Rusya ile işlerin düzelmesi de çare olmayacak. Çünkü Rus turistlerin tatillerini geçirdikleri yer Türkiye’nin güney sahilleri. Şehir otelleri için ise çok fazla bir etkisi olmuyor. Bu otellerin asıl müşterisi kongre turizmine gelenlerin ardından özellikle Avrupalı, ABD'li ve Uzakdoğulu turistler. Bu turistler İstanbul’a inseler de daha sonra kültür turizmi kapsamında Kapadokya, Şanlıurfa, Nemrut Dağı gibi bölgeleri de ziyaret ediyor.
İlk büyük çaplı terör saldırılarının ardından uluslararası bir ajansla imaj düzeltme, kötü etkileri silme adına görüşmeler yapılmış. Bunun turizmi kurtaracağı düşünülse de gerekli bütçe bulunamadığı için ajans ile anlaşma sağlanamamış. Anlaşmanın o dönemde sağlanması için Türkiye’nin ödemesi gereken para ise sadece 4 milyon dolarmış. Aynı ajans ile görüşmeler hala devam ediyor.
Turizm sektörü temsilcileri bugün gerekli adımların atılmaya başlaması halinde işlerin en iyi ihtimalle 1.5 yıl sonra düzeleceğini kaydediyorlar.

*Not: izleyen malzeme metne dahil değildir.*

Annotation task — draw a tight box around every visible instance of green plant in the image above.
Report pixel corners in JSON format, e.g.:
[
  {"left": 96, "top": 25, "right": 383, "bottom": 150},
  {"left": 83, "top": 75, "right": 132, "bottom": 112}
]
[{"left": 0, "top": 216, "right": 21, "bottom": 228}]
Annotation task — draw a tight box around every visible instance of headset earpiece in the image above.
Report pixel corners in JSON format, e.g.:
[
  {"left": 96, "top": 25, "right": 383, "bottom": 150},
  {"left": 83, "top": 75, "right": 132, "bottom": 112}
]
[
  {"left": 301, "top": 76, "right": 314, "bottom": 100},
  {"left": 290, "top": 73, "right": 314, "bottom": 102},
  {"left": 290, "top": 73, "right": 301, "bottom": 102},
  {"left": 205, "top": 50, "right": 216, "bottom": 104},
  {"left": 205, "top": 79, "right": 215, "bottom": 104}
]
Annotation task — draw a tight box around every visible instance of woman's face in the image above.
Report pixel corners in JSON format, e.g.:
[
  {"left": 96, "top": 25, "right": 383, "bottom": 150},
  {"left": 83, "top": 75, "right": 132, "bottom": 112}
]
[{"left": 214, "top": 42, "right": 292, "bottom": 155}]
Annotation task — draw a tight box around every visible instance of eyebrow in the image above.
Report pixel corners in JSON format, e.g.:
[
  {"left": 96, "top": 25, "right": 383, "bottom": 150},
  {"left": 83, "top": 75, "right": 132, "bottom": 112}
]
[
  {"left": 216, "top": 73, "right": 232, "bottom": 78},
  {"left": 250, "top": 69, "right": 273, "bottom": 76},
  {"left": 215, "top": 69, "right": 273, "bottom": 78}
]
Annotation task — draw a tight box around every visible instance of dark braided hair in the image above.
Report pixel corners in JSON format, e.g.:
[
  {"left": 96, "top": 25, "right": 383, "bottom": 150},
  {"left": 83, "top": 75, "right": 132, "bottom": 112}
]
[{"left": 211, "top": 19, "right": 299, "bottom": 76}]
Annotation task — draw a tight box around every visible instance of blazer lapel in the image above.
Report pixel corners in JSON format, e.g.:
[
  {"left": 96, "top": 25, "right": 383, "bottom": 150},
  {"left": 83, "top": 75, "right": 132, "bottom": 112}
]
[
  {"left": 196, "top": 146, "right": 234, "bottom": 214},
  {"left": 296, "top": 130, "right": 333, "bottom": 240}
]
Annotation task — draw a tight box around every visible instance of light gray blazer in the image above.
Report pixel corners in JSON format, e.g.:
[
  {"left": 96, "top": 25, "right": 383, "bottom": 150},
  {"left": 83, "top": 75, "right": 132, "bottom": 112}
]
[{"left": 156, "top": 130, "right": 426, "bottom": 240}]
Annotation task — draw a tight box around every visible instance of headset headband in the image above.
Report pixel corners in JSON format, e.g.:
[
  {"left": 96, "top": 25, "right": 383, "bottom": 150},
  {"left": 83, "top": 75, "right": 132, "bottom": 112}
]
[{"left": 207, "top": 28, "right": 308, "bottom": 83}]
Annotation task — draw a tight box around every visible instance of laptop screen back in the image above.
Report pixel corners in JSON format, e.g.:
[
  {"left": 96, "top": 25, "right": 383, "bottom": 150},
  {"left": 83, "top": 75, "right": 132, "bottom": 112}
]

Turizmciler uluslararası şirketlerlerle anlaşılıp, uluslararası algı yönetimi yapılması halinde işlerin düzelebileceğine dikkat çekiyorlar. Turizmciler için 2012 en son iyi yıl olurken, bugün için asıl tehlikelerinden biri de ortalama oda fiyatlarındaki düşüş. Geçen yıllarda 180- 190 eurolarda olan ortalama oda fiyatları, bu yıl bazı yerlerde 45- 50 eurolara kadar düşüyor.
Sektörü kurtarmak için atılması gereken adımlar
1- Konaklama sektörü çalışanlarına ilişkin olarak başta “Kısa Çalışma” seçeneği olmak üzere esnek çalışma modeli en kısa süre içinde hayata geçirilmeli.
2- Kültür ve Turizm Bakanlığının “Ekonomi Koordinasyon Kurulu’na” alınması, sektörün sorun ve beklentilerinin iletilmesi ve çözüm üretilmesi açısından yararlı olacak.
3- Charter havayolu şirketlerine sağlanan 6 bin dolar tutarındaki desteğin, destinasyon ayrımı yapmaksızın başta İstanbul olmak üzere tüm bölgelerimize yıl boyunca uygulanması sağlanmalı.
4- Mevcut borç stoku ve sermaye akışının normale dönmesinin sağlanması amacı ile düşük faizli ve uzun vadeli işletme kredilerinin kullandırılması sağlanmalı.
5- SGK ve Muhtasar ödemeleri 01.01.2018 tarihine kadar faizsiz olarak ertelenmeli. Sosyal Sigorta Primlerinin yüzde 50’si 2017 yılı sonuna kadar “İşsizlik Fonu” veya Hazine tarafından karşılanmalı.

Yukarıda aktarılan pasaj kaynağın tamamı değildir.